[This post is tagged "nothing to do with e-learning...]
Earlier this year the Transport Select Committee began an Inquiry on Road Safety. The then Chair of the Committee, Gwyneth Dunwoody MP, who sadly died in April of this year, helpfully agreed to allow my family to submit a memorandum of evidence, well beyond the closing date, concerning the problem of undiagnosed sleep apnoea and the large numbers of vocational drivers suffering from it.

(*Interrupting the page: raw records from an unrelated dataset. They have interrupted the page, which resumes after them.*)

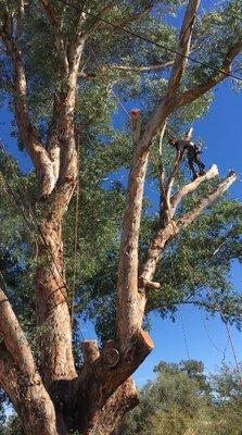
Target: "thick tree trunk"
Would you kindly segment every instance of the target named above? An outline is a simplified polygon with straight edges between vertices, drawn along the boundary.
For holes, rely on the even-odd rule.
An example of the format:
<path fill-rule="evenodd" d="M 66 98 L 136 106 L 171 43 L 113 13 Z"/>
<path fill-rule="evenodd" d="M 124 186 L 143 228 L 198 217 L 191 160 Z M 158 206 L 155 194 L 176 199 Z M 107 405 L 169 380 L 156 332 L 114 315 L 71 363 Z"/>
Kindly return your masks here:
<path fill-rule="evenodd" d="M 40 225 L 39 265 L 36 273 L 37 318 L 40 326 L 40 366 L 44 383 L 76 376 L 72 325 L 64 279 L 61 222 L 52 215 Z"/>

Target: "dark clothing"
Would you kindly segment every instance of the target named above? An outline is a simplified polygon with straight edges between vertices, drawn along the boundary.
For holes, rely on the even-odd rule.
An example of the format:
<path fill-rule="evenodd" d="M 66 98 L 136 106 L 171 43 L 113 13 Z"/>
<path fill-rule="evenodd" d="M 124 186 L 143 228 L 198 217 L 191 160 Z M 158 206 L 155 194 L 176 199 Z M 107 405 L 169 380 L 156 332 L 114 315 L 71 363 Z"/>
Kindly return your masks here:
<path fill-rule="evenodd" d="M 192 172 L 193 178 L 196 178 L 198 172 L 195 171 L 194 164 L 199 167 L 199 175 L 205 174 L 205 164 L 200 159 L 201 148 L 189 140 L 176 140 L 174 147 L 178 152 L 184 152 L 187 150 L 188 166 Z"/>

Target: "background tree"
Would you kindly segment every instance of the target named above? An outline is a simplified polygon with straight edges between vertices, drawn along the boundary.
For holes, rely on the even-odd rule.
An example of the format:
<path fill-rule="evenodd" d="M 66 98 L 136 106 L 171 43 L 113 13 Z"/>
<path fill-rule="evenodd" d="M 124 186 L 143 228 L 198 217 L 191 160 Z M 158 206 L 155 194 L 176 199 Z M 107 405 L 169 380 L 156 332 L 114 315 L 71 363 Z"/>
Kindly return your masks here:
<path fill-rule="evenodd" d="M 195 22 L 199 1 L 191 0 L 180 30 L 165 24 L 166 14 L 174 12 L 179 1 L 123 1 L 118 2 L 118 8 L 116 1 L 93 1 L 88 11 L 79 2 L 63 4 L 46 0 L 1 1 L 1 5 L 2 95 L 14 113 L 14 134 L 20 147 L 27 150 L 35 171 L 23 176 L 2 151 L 1 212 L 11 220 L 1 229 L 8 259 L 3 268 L 8 285 L 4 288 L 3 282 L 0 294 L 0 384 L 13 402 L 26 434 L 66 434 L 77 428 L 84 434 L 107 434 L 137 403 L 130 376 L 153 347 L 142 330 L 145 310 L 160 309 L 166 313 L 177 303 L 175 294 L 170 298 L 168 276 L 169 288 L 166 287 L 163 304 L 155 296 L 163 284 L 153 282 L 163 249 L 176 236 L 175 244 L 170 245 L 171 254 L 176 256 L 179 246 L 182 249 L 182 243 L 179 245 L 181 232 L 235 181 L 233 172 L 217 181 L 218 171 L 213 165 L 205 175 L 187 183 L 179 175 L 179 156 L 170 158 L 166 150 L 163 165 L 157 165 L 155 145 L 167 120 L 179 132 L 188 121 L 204 113 L 211 101 L 207 92 L 233 71 L 233 61 L 242 49 L 241 2 L 226 2 Z M 158 52 L 155 46 L 151 50 L 150 42 L 141 44 L 140 38 L 131 35 L 127 39 L 106 20 L 118 27 L 142 30 L 168 48 L 174 48 L 178 40 L 177 54 L 166 49 Z M 213 66 L 198 63 L 188 66 L 186 57 L 190 51 Z M 158 71 L 156 76 L 154 71 Z M 115 109 L 114 86 L 124 100 L 142 101 L 142 111 L 131 111 L 130 123 L 124 132 L 115 130 L 111 123 Z M 131 134 L 132 140 L 129 139 Z M 166 134 L 164 141 L 167 141 Z M 144 213 L 141 223 L 149 158 L 148 175 L 151 181 L 154 174 L 158 175 L 161 201 L 156 219 Z M 125 167 L 130 167 L 127 184 L 114 181 L 112 188 L 103 185 L 104 175 L 115 171 L 124 171 L 125 175 Z M 105 307 L 111 311 L 111 320 L 115 316 L 116 328 L 112 322 L 106 322 L 103 335 L 113 340 L 103 343 L 101 348 L 95 341 L 82 343 L 84 365 L 77 371 L 68 308 L 73 291 L 68 291 L 66 284 L 63 241 L 69 273 L 72 254 L 67 236 L 76 226 L 72 213 L 74 203 L 69 201 L 78 173 L 82 211 L 81 254 L 76 273 L 81 271 L 84 288 L 77 294 L 76 302 L 79 310 L 95 316 L 99 327 L 97 306 L 105 295 L 103 289 L 100 294 L 93 288 L 95 285 L 97 289 L 101 254 L 107 253 L 112 272 L 110 275 L 107 270 L 106 287 L 112 295 Z M 190 194 L 195 191 L 191 199 Z M 9 194 L 12 204 L 8 202 Z M 113 209 L 103 210 L 111 201 Z M 69 214 L 66 213 L 68 204 Z M 215 249 L 220 249 L 225 235 L 235 241 L 231 250 L 226 247 L 225 265 L 219 256 L 216 258 L 214 278 L 219 274 L 221 279 L 230 259 L 238 257 L 240 246 L 240 227 L 234 214 L 239 204 L 227 202 L 227 210 L 226 202 L 224 204 L 227 217 L 225 223 L 217 220 L 215 234 L 209 234 L 209 213 L 201 224 L 205 237 L 211 237 L 209 241 L 216 239 Z M 24 226 L 23 221 L 20 222 L 20 210 Z M 231 220 L 233 231 L 228 233 Z M 142 227 L 144 232 L 140 237 Z M 194 237 L 200 237 L 200 233 L 195 231 Z M 208 259 L 209 251 L 206 254 Z M 109 262 L 104 265 L 109 266 Z M 204 268 L 202 257 L 198 268 Z M 17 276 L 16 285 L 8 282 L 10 272 Z M 35 297 L 30 284 L 33 275 Z M 231 319 L 239 319 L 234 314 L 239 299 L 231 291 L 222 291 L 222 286 L 217 285 L 221 300 L 218 299 L 219 303 L 216 300 L 215 304 L 208 293 L 205 300 L 203 298 L 203 279 L 196 279 L 195 285 L 183 279 L 186 285 L 182 285 L 180 276 L 180 294 L 179 288 L 176 289 L 178 303 L 187 300 L 186 293 L 187 297 L 194 296 L 193 303 L 204 303 L 211 310 L 221 309 L 221 303 L 228 302 Z M 212 282 L 205 284 L 209 288 Z M 28 303 L 23 310 L 24 298 Z"/>
<path fill-rule="evenodd" d="M 214 435 L 241 433 L 241 385 L 237 371 L 224 365 L 204 374 L 202 362 L 161 362 L 155 381 L 140 391 L 140 405 L 115 435 Z"/>

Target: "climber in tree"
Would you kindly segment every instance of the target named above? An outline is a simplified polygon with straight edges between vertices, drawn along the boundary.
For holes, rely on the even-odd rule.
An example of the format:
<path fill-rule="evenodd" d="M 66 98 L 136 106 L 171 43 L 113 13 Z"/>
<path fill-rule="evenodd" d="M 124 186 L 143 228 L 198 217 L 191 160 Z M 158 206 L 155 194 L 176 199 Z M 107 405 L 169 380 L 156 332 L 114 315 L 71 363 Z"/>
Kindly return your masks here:
<path fill-rule="evenodd" d="M 179 140 L 170 138 L 169 144 L 176 148 L 179 154 L 183 154 L 184 151 L 187 151 L 188 166 L 192 172 L 192 179 L 198 178 L 199 175 L 205 174 L 205 164 L 200 159 L 201 148 L 198 145 L 187 139 L 186 136 L 183 139 Z M 199 173 L 195 171 L 194 164 L 198 165 Z"/>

Our evidence is now available on the Parliament UK web site. One of the things we called for was for the Health and Safety Executive, with its responsibilities
for minimising work-related death and injury, and with its powers
to insist on action by employers to prevent risks to non-employees
(that is, road users at risk from drivers suffering from sleep
apnoea), to play a much more prominent role in relation to
work-related fatal road-traffic accidents and their prevention. The Transport Select Committee's report, published on 15/10/2008, makes scant reference to sleep-related road accidents, and none to sleep apnoea, but it is nevertheless good to see that the report highlights, in paragraph 110 the anomaly that "the
vast majority of work-related deaths are not examined by the Health
and Safety Executive, purely because they occur on the roads", and calls for the Government to "review the role of the Health and Safety
Executive with regard to road safety to ensure that it fulfils
its unique role in the strategy beyond 2010".